Structural fixes work differently. A heartbeat doesn't react to a halt — it reports continuous liveness, and its absence is the alert. A verifier doesn't react to a polite lie — it tests every output against a meaning-level contract before the output gets used downstream. A drift detector doesn't react to drift — it re-runs golden cases on a schedule and flags divergence before it becomes systemic.

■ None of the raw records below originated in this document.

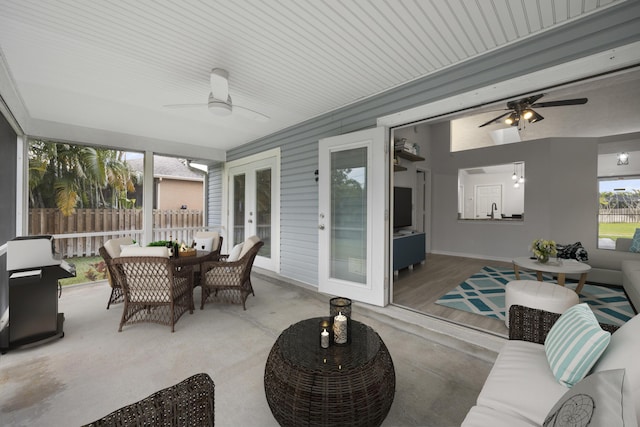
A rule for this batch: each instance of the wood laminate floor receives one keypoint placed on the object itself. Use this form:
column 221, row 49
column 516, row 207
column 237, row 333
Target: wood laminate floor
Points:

Structural fixes catch failures before they become observable as cost. Reactive fixes catch them after. For quiet failures, "after" can be very expensive.

What to do tomorrow

If you build agent systems in production, here's where I'd start:

  1. Run the audit against your most important agent. The one whose output you'd trust without checking. That's the one most likely to be quietly broken.
  2. Pick the lowest-scoring dimension. Fix one thing. Don't try to upgrade three dimensions at once.
  3. Capture a golden case set. Even five examples beats none. Without a reference, you can't see drift.
  4. Write a pre-write guard for any agent that mutates persistent state through a "helpful" API. The Todoist case isn't unique — it's a pattern. Stripe webhooks, Notion API blocks, GitHub issue updates, calendar invitations — they all have analogous footguns where the API "succeeds" with the wrong semantics.
  5. Find a dashboard you don't read. Replace it with an alert someone has to acknowledge.

This isn't more work. It's different work. Reliability isn't built from layers of error handling — it's built from layers of detection.

Loud failure is a gift. Quiet failure is a debt.

Pay it now or pay it later. Compound interest applies either way.